Jason Torchinsky, a prominent Republican election lawyer and former Justice Department official, said investigators should take interest. “There could be a wide variety of federal and state criminal violations,” he said.

In Iowa, it is a crime to deprive or defraud voters of “a fair and impartially conducted election process,” while in Virginia ”conspiracy against rights of citizens” is a felony.

Thomas Bowman, who is 71 and disabled after a kidney transplant, said he believes he likely was recruited to run against Democratic Rep. Angie Craig of Minnesota to split the conservative vote and help Craig win reelection in the suburban Minneapolis district. But the self-described constitutional conservative expressed gratitude for free help getting signatures.

“They got me on the ballot,” Bowman said. “If I had to do that all by myself, I couldn’t do it.”

In Montana, Dennis Hayes was recruited to run as a Libertarian against GOP Rep. Ryan Zinke. The group found a donor to give him $1,740 to cover his candidate filing fee, Hayes recalled.

Robert Reid, a widowed retiree running against Republican Rep. Jen Kiggans in southeastern Virginia, said he was contacted by Patriots Run Project after posting his views to Facebook. His sole in-person contact was when a man drove to his home in a Mercedes SUV to drop off his completed petition signature paperwork.

In Nebraska, Army veteran and Trump supporter Gary Bera said he was asked to run as an independent against Republican Rep. Don Bacon. The district, which includes Omaha, is the state’s most competitive. Plans changed abruptly last month when he was informed that the group had not collected enough signatures for him to qualify.

In Iowa, the group recruited longtime GOP activist Stephanie Jones to run as an independent against Republican Rep. Mariannette Miller-Meeks. Jones said the group paid to gather signatures for her but fell short.

Wiederien wants Patriots Run Project to be investigated.
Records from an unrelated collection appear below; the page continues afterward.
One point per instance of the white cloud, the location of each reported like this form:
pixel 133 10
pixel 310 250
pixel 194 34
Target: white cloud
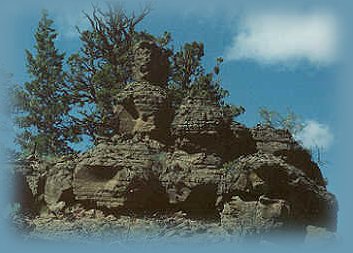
pixel 286 38
pixel 315 135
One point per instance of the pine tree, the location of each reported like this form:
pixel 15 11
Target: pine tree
pixel 42 104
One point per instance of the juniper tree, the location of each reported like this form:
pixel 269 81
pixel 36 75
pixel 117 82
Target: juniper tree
pixel 102 67
pixel 42 104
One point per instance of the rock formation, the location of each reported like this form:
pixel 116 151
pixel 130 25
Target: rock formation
pixel 251 181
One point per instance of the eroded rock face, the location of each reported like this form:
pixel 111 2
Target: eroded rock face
pixel 120 174
pixel 193 161
pixel 261 176
pixel 144 109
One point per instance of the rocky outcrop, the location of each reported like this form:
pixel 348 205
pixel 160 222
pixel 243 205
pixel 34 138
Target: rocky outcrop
pixel 250 180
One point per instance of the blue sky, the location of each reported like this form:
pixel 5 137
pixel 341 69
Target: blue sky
pixel 279 54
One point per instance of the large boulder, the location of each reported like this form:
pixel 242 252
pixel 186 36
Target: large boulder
pixel 281 143
pixel 120 174
pixel 265 178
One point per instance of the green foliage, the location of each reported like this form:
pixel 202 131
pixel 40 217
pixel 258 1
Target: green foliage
pixel 290 121
pixel 42 104
pixel 56 108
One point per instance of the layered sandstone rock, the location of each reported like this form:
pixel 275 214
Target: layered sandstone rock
pixel 251 181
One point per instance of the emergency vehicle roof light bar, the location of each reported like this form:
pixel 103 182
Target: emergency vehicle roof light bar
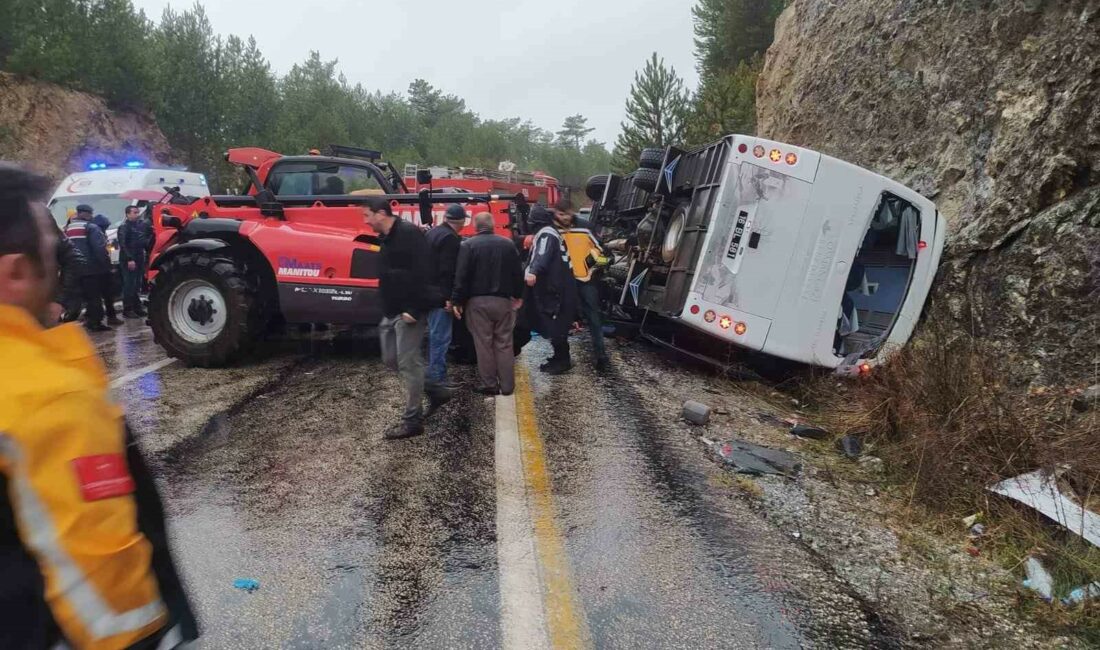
pixel 354 152
pixel 341 200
The group convinced Wiederien to change his party affiliation from Republican to unaffiliated so he could qualify. They assured him a 2013 felony conviction wasn’t disqualifying and arranged for a firm to gather signatures across the district.

Those signatures were gathered by Common Sense America, a Nevada limited liability company created in February. A company disclosure filing in Colorado, which requires signature gatherers to register, lists a phone number for a co-founder of the Democratic consulting firm, Sole Strategies.

“We work very closely with Common Sense America,” said Zee Cohen-Sanchez, the co-founder.

Last month, a poll attacked Nunn, calling him “an errand boy for the uniparty elite,” while painting Wiederien as the pro-Trump conservative in the race.

A spokeswoman for the firm that operated the poll, Dynata, said that its customer was Patinkin Research, which says it “has worked to elect dozens of Democratic candidates.”

When it was time to submit his petitions, Wiederien was driven by a Patriots Run Project operative to Des Moines, where they met a man in an office near the Capitol. He gave them paperwork and a binder full of his signatures. All Wiederien had to do was sign a form.

Not long after he heard from Republicans who convinced him he’d been tricked into thinking the Patriots Run Project had Trump’s support and he withdrew his name from the ballot.

Foley and Slodysko write for the Associated Press. Slodysko reported from Washington.